If anyone can suggest a site / aire or anything else either in or around Rome close to train links or even parking in Rome with a motorhome (as Monte Carlo was a nightmare, although big cities such as Dijon and Lyon were fantastic).

Cheers in advance 

Adam & Sophie


----------



## Carper (Aug 15, 2007)

Hi

We stayed at this one

Happy Village & Camping Roma

They take the ACSI Card, so it should only cost 14euro a night

They run a free shuttle bus to the nearest station

Doug


----------



## Technophobe (Jul 31, 2007)

Sorry I can't help you specifically about sites in the Rome area - but I'm sure someone with advice in this regard will be along very shortly.

More generally speaking, I would strongly dissuade you from any plans to drive in or around Rome. Driving in Italy is an experience to say the least (but you'll know that since you're there already) but all the information I have come across suggests that however challenging the traffic in small towns and villages, this is nothing compared to the larger cities (firsthand experience of Verona this summer!). And this goes at the very least double for Rome where motorists seem to feel perfectly at liberty in disposing of any last vestiges of adherence to an Italian highway code! :roll: :roll: 

Jon


----------



## hilldweller (Mar 8, 2008)

Addie said:


> best way of seeing Rome with a motorhome?


I'd suggest a campsite in Lido di Ostia and take the train in. Very cheap regular service.

Sorry I can't suggest a site but I think you'll find plenty, even if they don't open again until next May.


----------



## Addie (Aug 5, 2008)

Technophobe said:


> More generally speaking, I would strongly dissuade you from any plans to drive in or around Rome. Driving in Italy is an experience to say the least (but you'll know that since you're there already) but all the information I have come across suggests that however challenging the traffic in small towns and villages, this is nothing compared to the larger cities (firsthand experience of Verona this summer!). And this goes at the very least double for Rome where motorists seem to feel perfectly at liberty in disposing of any last vestiges of adherence to an Italian highway code! :roll: :roll:
> 
> Jon


I would tend to agree with this. France was a bit of a shock to the system, but in our 10 day journey through France we have come to an understanding with the French motorists and even tight towns wern't a problem, we even got friendly toots when pulling over to let them passed.
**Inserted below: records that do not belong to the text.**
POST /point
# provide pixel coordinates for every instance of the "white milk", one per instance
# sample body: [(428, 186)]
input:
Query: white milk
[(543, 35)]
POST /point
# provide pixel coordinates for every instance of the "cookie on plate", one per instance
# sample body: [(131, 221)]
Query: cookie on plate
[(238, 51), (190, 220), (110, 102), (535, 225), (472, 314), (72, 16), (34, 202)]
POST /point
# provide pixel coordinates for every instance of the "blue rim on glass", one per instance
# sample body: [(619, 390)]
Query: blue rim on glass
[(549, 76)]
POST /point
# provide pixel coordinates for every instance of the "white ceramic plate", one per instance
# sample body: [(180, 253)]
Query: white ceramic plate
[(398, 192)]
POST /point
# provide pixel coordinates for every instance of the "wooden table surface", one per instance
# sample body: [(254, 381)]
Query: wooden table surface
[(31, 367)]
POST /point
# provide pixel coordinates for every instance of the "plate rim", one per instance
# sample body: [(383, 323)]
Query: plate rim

Crossing the border only hours ago and straight away Italy was a whole new ball game! After having our wing mirror smacked even after mouting the kerb to avoid a van and being beeped and and overtaken for not pulling out onto a round about we opted for the toll road from Monaco to get to Genova!

Fuel is more expensive too


----------



## billym (Dec 17, 2005)

Camping Village Roma

www.ecvacanze.it/en/elite_family/rome/camping-village-roma

is a 5 minute bus ride to the Vatican. Big good site and easy to get to..
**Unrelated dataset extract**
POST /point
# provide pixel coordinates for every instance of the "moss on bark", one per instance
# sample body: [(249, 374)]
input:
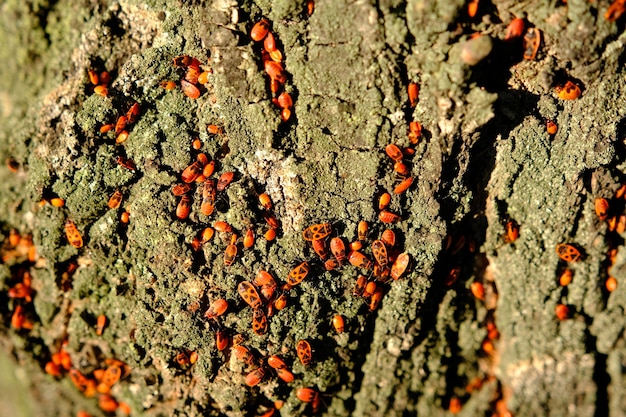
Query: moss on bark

even easier to get to ( right on the ring road ) but a short bus and train ride away is ............

www.caravanecamper.it/aree_sosta.php?id=77&

which is very secure has a small swimming pool and large restaurant. It also is a motorhome sales place and has a workshop should you need one.

Both are VERY NOISY from the wonderful Rome traffic.


----------



## Addie (Aug 5, 2008)

Hi guys - just wanted to update and say thank you for your advice. We stayed 3 days in Camping Roma and had a wonderful time in Rome. We've since visited Switzerland and are now in Austira (3G internet back!) - so sorry for the delayed response. 

Thanks again.

Adam & Sophie


----------



## bigfoot (May 16, 2005)

Park up at the Circus maximus and hop on the sightseeing buses,tickets can be valid from 24 hours upwards. A better location may be next to the victor Emanuel's palace,name escapes me at present.
This year I saw people apparently stopping over.The locations are on the bus routes which go to all the sites.


----------



## hmh (Jun 25, 2008)

*Rome with a camper*

I am interested to know how this part of Italy is for security.

We had 3 days to kill waiting for a ferry last year near Bari, and found a sweet little seaside town called Giovinazzu, just our size. Tried one campsite and didn't much like it, and were parked up on the sea front about to cycle into the town. Two nice old boys beckoned us over, and, mainly in sign language, told us not to leave the van on the seafront, to park on a campsite, it wasn't safe, we were sure to be broken into. We stayed on a second campsite, much nicer, for the next 3 days, and the town itself was very pleasant.

Italy seems to vary as much as France - where we live in France you don't need to lock the car to go into the supermarket. There are parts of Italy, in the central hills for example, where we felt very safe. But we don't know it very well yet.

Helen


----------